I fear this scenario too, but I still hope we can see something like what happened in the microprocessor development world, which was the leading tech industry before the internet era: in order to become some platform’s developer you had to be approved as a company, after a deep investigation aimed to discover if you were worth to get the honour to be allowed to spend thousands $ to buy evaluation boards and software licences. A freelance had to fight hard to get samples, specs and code, as spare parts from distributors.When the big players began to fail, some large manufacturers discovered the power of the open source communities, and gave them low cost platforms and open source base systems.Someone is still behaving like before, and his platform is less used than others (Texas Instruments opened its own platforms, Samsung did not, you had to pay and beg for support in development and, as a result, the Galaxy Nexus is based on a Texas Instruments chipset).

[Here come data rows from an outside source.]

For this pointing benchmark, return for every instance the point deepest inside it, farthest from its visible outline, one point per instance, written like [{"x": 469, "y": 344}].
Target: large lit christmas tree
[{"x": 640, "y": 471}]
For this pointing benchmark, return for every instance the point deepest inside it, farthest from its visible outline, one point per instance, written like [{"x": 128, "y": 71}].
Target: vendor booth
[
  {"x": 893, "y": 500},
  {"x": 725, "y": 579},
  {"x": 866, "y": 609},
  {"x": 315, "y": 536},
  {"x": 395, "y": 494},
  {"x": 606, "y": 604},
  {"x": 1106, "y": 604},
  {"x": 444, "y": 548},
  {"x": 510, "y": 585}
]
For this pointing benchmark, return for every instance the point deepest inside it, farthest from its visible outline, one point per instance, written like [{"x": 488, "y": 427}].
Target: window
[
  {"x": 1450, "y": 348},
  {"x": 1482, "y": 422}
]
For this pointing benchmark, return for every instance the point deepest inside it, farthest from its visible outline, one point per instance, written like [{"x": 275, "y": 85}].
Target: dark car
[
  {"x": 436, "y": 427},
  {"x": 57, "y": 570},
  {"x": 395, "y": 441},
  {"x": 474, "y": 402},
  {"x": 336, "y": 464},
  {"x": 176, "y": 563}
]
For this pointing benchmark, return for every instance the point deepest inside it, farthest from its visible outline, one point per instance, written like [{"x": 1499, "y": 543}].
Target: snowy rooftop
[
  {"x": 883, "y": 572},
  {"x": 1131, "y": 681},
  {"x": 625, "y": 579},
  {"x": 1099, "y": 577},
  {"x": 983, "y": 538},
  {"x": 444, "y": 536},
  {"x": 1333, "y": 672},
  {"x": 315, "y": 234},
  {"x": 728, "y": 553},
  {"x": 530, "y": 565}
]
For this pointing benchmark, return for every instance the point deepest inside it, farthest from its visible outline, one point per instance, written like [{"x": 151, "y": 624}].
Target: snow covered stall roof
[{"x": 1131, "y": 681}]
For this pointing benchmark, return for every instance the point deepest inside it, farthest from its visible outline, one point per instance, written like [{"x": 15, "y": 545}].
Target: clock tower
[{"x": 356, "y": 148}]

Well, I hope the internet business comes to a similar awareness.
In domains this has already happened. If you want to start a new TLD’s if you don’t get godaddy to put it on their home page you chances of success are limited because of the % of the market that they control. “Use Go Daddy as the registry and get guaranteed shelf space on GoDaddy.com, which registers half of all new domain registrations.”http://domainnamewire.com/2…Of course the mass of end users don’t really care about any TLD but .com so what we are talking about here is the potential to sell people a domain in a TLD that is near worthless.
Agreed. While the iPad was a big leap forward in so many ways, it was also giant leap backwards from the open web to AOL’s walled garden, circa 1995. Very disconcerting.
Yea but as long as were living in a closed world, I’d rather chill in Apple’s advanced, powerful, user friendly, pretty walled garden. And in many ways a closed world is better… Steve Jobs certainly thought so!
advanced, powerful, user friendly, pretty are not the first thoughts on my mind when I think of the Apple store. Walled, yes.
I don’t know… I have no qualms searching or browsing for apps on any of my Apple devices. It’s not exactly cumbersome.But I was talking more about iOS in general than the app store with those adjectives.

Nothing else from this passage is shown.